Vectorizing Quantum Turbulence Vortex-Core Lines for Real-Time Visualization

TL;DR

This paper introduces a novel, efficient method for vectorizing vortex-core lines in quantum turbulence datasets, enabling real-time high-resolution visualization and analysis of complex vortex structures.

Contribution

The paper presents a new graph-based vectorization technique specifically designed for quantum fluids, preserving topology and reducing memory for real-time visualization.

Findings

Enables real-time visualization of quantum turbulence structures.

Preserves complex vortex topology during vectorization.
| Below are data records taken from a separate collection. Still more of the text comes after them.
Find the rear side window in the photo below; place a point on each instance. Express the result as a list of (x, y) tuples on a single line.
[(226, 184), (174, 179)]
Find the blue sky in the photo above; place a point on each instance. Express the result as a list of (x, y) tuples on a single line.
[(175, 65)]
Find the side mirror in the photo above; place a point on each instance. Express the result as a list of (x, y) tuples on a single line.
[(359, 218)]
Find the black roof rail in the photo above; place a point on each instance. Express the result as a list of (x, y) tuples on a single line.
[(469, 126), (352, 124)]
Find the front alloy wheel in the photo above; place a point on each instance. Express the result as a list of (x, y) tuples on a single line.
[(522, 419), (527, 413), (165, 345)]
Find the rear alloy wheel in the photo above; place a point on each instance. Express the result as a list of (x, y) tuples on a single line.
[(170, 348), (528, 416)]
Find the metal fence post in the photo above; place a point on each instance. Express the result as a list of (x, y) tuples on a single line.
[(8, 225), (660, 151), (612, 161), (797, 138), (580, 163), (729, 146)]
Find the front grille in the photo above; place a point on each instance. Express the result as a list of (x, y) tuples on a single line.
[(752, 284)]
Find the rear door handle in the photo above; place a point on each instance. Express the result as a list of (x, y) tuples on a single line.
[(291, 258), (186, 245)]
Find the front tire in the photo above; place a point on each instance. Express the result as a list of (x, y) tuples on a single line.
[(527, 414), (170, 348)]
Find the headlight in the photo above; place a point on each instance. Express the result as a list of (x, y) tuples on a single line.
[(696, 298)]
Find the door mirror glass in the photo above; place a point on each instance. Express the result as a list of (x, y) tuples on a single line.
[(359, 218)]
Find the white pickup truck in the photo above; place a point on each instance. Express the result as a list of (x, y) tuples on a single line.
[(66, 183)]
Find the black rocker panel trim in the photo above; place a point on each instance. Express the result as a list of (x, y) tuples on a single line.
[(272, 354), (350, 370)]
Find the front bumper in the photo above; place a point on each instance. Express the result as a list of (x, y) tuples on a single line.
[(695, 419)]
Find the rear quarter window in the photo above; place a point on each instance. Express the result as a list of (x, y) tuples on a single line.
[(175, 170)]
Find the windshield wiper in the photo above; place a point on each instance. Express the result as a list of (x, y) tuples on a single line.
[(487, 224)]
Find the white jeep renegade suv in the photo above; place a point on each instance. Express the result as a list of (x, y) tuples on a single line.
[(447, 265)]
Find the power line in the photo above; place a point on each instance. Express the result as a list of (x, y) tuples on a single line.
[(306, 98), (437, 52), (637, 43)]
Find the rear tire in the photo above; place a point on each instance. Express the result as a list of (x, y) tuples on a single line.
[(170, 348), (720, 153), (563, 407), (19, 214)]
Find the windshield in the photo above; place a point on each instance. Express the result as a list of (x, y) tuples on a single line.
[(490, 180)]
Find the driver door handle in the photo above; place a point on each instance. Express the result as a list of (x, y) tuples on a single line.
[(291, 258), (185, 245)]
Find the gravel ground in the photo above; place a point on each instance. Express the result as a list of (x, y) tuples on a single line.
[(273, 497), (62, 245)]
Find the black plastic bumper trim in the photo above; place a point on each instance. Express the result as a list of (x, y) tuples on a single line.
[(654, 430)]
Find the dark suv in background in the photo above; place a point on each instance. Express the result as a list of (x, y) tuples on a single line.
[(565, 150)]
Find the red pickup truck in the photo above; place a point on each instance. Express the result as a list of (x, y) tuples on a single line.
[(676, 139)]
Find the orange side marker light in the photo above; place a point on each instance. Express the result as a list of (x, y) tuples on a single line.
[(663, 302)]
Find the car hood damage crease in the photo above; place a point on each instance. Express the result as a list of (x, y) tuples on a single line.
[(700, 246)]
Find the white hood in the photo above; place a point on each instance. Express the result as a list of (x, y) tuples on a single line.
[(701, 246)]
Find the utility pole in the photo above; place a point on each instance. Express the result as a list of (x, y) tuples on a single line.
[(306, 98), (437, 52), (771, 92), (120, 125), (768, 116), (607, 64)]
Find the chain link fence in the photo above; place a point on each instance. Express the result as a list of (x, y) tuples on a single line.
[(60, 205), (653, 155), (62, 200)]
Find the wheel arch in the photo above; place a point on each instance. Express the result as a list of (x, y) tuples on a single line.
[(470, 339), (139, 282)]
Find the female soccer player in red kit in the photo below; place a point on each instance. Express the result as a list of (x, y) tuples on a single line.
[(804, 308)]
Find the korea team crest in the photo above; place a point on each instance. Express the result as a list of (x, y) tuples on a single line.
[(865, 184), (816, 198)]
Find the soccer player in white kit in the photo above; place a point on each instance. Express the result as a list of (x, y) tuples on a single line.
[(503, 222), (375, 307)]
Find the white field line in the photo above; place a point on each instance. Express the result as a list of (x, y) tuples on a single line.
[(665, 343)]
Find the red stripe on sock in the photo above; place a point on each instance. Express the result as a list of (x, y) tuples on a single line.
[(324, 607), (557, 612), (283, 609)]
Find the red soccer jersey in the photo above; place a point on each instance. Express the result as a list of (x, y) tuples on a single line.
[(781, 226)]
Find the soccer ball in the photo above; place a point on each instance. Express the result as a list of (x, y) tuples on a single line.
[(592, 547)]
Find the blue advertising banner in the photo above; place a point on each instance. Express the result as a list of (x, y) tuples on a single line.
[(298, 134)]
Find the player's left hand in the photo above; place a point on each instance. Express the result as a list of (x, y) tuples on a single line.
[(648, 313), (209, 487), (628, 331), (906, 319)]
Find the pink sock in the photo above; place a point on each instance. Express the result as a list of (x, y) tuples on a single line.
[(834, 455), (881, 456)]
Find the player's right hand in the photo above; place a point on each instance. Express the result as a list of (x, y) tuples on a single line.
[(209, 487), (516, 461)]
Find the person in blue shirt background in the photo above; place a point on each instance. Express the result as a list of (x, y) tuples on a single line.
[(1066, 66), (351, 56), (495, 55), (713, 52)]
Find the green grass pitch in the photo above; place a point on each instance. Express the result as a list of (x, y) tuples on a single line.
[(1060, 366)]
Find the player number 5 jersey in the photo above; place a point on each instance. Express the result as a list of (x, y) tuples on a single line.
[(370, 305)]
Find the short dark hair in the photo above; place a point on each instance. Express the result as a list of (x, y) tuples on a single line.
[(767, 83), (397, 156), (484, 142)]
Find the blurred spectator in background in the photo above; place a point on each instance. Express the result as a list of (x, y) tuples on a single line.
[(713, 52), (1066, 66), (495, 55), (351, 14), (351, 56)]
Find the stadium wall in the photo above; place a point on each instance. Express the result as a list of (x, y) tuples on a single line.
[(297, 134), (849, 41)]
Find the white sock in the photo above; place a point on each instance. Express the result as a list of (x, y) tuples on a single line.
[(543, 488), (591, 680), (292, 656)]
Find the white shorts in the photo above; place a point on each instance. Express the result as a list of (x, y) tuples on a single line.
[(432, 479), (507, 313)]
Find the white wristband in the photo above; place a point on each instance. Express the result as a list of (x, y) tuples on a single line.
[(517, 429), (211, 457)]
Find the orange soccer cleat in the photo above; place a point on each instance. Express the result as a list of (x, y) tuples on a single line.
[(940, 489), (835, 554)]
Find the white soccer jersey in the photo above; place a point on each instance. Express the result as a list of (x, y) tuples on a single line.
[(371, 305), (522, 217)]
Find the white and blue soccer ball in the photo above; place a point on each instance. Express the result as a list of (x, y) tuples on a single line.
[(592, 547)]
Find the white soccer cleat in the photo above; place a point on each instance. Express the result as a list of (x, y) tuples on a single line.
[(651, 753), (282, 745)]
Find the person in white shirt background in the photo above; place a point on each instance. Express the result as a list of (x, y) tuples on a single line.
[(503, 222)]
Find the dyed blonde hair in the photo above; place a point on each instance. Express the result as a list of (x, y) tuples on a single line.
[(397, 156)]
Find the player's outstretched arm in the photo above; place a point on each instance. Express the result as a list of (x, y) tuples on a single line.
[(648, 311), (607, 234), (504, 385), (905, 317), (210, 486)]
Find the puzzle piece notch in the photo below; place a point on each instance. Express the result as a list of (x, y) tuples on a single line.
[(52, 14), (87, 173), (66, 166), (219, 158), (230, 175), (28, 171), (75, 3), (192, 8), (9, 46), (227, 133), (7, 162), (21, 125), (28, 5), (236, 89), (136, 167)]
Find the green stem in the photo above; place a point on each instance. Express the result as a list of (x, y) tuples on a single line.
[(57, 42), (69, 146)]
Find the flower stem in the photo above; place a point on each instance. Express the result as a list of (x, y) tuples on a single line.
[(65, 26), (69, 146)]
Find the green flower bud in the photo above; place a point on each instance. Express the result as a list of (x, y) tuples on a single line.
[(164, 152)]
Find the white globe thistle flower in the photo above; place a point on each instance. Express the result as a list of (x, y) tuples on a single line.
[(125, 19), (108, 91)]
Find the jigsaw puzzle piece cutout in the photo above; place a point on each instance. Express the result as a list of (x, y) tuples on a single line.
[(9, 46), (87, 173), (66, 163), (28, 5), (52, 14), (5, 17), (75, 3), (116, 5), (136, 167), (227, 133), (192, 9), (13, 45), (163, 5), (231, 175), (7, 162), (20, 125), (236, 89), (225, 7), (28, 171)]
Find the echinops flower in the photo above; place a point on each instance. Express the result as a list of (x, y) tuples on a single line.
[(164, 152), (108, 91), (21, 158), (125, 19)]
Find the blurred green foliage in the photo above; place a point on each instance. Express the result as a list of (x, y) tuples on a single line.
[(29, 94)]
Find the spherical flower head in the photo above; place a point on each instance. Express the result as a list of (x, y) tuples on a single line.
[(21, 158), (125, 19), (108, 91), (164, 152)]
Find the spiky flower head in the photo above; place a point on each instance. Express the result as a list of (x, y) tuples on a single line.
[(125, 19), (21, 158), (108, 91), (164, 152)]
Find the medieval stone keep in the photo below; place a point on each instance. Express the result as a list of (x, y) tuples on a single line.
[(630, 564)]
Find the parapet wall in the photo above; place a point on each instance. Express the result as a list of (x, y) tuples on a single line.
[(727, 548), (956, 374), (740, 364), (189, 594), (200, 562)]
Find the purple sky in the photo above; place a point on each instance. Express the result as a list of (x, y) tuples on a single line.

Significantly reduces memory consumption for high-resolution data.

Abstract

Vectorizing vortex-core lines is crucial for high-quality visualization and analysis of turbulence. While several techniques exist in the literature, they can only be applied to classical fluids. Recently, quantum fluids with turbulence get more and more attention in physics. It is thus desirable that vortex-core lines can also be well extracted and visualized for quantum fluids. In this paper, we aim for this goal and developed an efficient vortex-core line vectorization method for quantum fluids, which enables real-time visualization of high-resolution quantum turbulence structure. Given the datasets by simulation, our technique is developed from the vortices identified by the circulation-based method. To vectorize the vortex-core lines enclosed by those vortices, we propose a novel graph-based data structure, with iterative graph reduction and density-guided local optimization, to locate more precisely sub-grid-scale vortex-core line samples, which are then vectorized by continuous curves. This not only represents vortex-core line structures continuously, but also naturally preserves complex topology, such as branching during reconnection. By vectorization, the memory consumption can be largely reduced by orders of magnitude, enabling real-time rendering performance. Different types of interactive visualizations are demonstrated to show the effectiveness of our technique, which could assist further research on quantum turbulence.